Agriculture can generate wealth for Caribbean nations-Ramsammy

Leslie RamsammyGeorgetown: “ Unless we have a research agenda, unless we have the right place where agriculture is located within our development agenda, unless we recognize that agriculture is one of the most important pillars on which we develop our nations we are not going to succeed.” according to Minister of Agriculture, Dr Leslie Ramsammy.

This was disclosed at a workshop on evidence-based coverage of ARD issues in the Caribbean, Guyana International Conference Centre (GICC).

He called for the Caribbean Agricultural Research and Development Institute (CARDI), the University of the West Indies, Caricom, National Governments to work together in partnership with organizations such as the CTA in partnership with the Media Association of the Caribbean.

“Together we can change the reality of 8.3 million people in our region living in food insecure states, but we can also ensure that agriculture is not merely for subsistence livelihood and rural development but it is to generate wealth for our people, to generate wealth for our nations. That is how we will ensure that each of our countries can come to 2025 reaching a high middle income status.” Ramsammy noted.

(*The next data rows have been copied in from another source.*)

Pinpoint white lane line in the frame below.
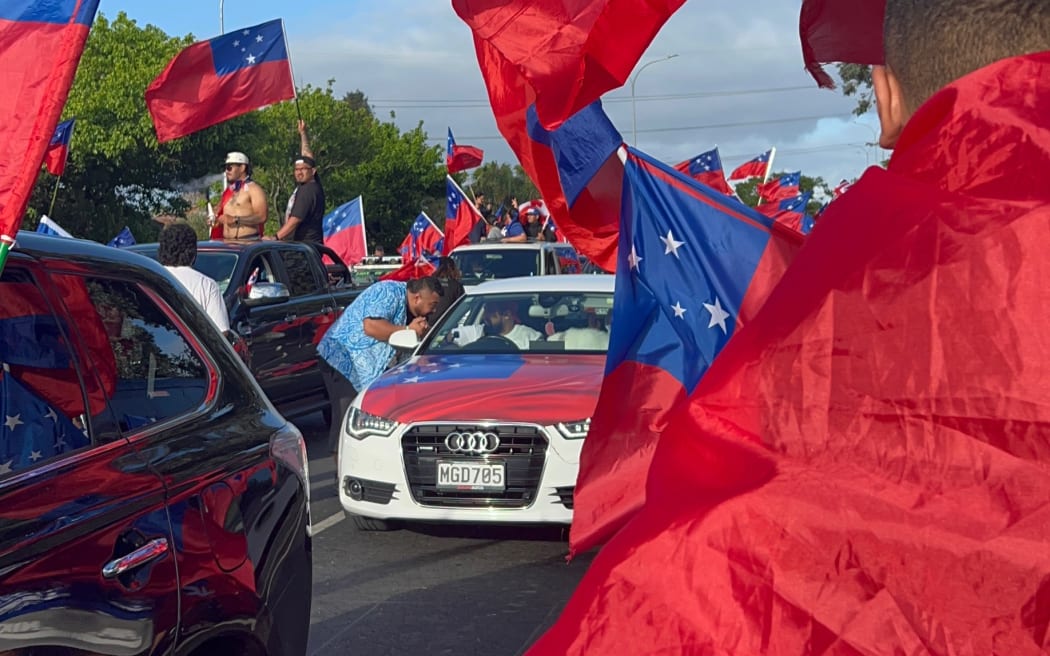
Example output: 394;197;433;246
311;510;347;537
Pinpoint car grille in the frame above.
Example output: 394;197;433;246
551;485;576;510
401;424;547;508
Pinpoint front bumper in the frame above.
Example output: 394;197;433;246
339;422;583;524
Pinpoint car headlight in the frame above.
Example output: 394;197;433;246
347;407;397;440
557;417;590;440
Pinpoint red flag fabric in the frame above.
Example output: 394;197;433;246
453;0;685;131
798;0;886;89
0;0;99;257
146;19;295;143
44;119;75;175
729;150;773;179
528;52;1050;656
445;128;485;173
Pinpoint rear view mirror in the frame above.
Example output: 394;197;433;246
245;282;289;308
386;329;419;351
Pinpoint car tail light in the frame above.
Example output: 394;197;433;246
270;423;311;532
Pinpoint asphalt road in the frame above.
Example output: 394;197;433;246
295;415;592;656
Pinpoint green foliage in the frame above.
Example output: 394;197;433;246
838;64;875;117
464;162;540;208
25;13;445;249
735;171;832;215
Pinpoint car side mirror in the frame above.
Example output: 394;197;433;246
245;282;290;308
386;329;419;351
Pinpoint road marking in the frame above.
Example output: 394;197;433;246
311;510;347;537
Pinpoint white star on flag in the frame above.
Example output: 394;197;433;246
704;297;730;335
627;244;644;269
659;230;686;257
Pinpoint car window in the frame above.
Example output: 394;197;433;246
422;292;612;354
280;249;320;296
53;276;214;432
0;263;95;475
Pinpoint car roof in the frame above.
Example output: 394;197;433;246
450;241;572;250
466;275;615;296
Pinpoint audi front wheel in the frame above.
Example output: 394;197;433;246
350;514;400;531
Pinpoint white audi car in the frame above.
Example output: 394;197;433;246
338;276;613;530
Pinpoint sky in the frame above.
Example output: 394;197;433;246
99;0;888;186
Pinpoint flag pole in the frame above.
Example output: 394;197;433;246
762;146;777;183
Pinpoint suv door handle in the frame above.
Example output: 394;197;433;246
102;537;169;578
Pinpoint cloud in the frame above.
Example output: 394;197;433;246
289;0;885;182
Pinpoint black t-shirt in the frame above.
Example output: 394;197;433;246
289;179;324;244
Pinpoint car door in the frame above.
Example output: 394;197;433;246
278;245;336;396
0;254;180;655
230;250;300;405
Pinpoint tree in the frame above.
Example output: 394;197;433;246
26;13;260;241
838;64;875;117
735;171;832;215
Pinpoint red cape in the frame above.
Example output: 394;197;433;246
529;54;1050;656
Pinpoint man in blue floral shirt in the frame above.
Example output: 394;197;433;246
317;277;442;454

He implored that indeed agriculture in our region evolved a school basically making sure that people don’t go hungry, “and we should be proud of the fact that this Region has the potential to be a hunger free region. We were one of the first sub-regions in the world to be a hunger free region. Yet we do have the scandalous situation that approximately 8 million people in our region are living in food insecure state. Food insecurity does affect 8 million people in our region- a region that has the potential even now at the level of our development now to ensure that no one goes hungry and that makes a scandalous situation. We haven’t examinein the media and in the public why that is so.”

Ramsammy continued: “The Caribbean have the potential for enormous impact though research and an opportunity we ignore at our own peril. We must pursue carefully and more aggressively the potential to improve crops in terms of the genomics of crops, introduce new crops, generate better soil management practices. We must unlock their unrealized potential for crop and livestock genos through breeding and genetic modification technologies such as more efficient photosynthetic mechanism, reduce reliance on nitrogen and other fertilizers. These research objectives must become part of the research and applied science agenda and must be supported by public funding to refine its existing crops and provide enhance yields giving us more production per acre of land for the same amount or less water.”